Ingredients Jump to Instructions ↓

  1. 1 1/2 kg ricotta cheese

  2. 300 g caster sugar

  3. 12 large eggs , lightly beaten

  4. 1 tsp vanilla extract

  5. 2 tsp orange flower water

  6. 200 g mixed candied peel , finely chopped

Instructions Jump to Ingredients ↑

  1. Preheat the oven to 150C/130C fan/gas 2.

  2. In a large bowl, beat the ricotta until smooth and creamy. Gradually stir in the sugar and the beaten eggs, then gently mix in the vanilla, orange blossom water and candied peel.

  3. Pour the mixture into a 25cm springform tin and bake for 1 hour 15 mins, or until the edges are puffed up and golden brown colour and the middle is pale and slightly wobbly. Do not open the oven door during this time or the cheesecake may crack and sink in the middle. Depending on the efficiency of your oven, you may find it needs another 15 minutes cooking.

  4. Turn off the oven and open the door. Leave the cheesecake inside the oven, with the door open, for an hour, then transfer to a wire rack and leave to cool completely in the tin.

  5. Run a knife or spatula around the inside of the tin to loosen the cheesecake.

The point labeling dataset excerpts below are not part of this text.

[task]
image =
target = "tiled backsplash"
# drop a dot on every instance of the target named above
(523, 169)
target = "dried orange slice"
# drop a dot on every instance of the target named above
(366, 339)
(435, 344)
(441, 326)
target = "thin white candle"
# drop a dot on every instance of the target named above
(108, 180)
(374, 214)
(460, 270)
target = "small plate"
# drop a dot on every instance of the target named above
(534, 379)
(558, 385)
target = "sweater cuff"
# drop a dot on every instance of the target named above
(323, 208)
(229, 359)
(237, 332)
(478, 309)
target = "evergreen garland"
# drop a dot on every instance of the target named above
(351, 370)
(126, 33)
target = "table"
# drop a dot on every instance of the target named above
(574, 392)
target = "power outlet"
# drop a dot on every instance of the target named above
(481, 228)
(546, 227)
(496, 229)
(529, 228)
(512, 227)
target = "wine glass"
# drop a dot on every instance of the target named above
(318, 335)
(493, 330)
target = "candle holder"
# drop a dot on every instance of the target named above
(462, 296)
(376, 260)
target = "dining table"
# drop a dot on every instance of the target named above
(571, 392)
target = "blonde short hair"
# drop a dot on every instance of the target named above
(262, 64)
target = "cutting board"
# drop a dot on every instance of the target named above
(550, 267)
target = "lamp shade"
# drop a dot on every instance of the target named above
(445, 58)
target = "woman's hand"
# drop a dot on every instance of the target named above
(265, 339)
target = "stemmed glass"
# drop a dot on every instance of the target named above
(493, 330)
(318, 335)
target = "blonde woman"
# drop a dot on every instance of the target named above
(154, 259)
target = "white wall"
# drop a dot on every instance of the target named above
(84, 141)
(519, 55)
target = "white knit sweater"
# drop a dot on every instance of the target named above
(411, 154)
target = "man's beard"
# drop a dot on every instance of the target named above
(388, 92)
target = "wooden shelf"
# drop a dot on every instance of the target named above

Remove the ring then place a plate on top of the cheesecake and flip it over. Place three layers of kitchen paper on top of the cheesecake, cover with a second plate and flip it again so the cheesecake is sitting on the kitchen paper. Wrap the entire cake in another layer of kitchen paper and chill for 12 hours.

  6. Remove the kitchen paper around the cake and replace with fresh kitchen paper. Chill for a further 12 hours, then repeat.

  7. After a total of 36 hours, remove the kitchen paper and leave the cheesecake to stand for at least 1 hour in the fridge before serving. It will keep in the fridge for another day or two before serving if preferred.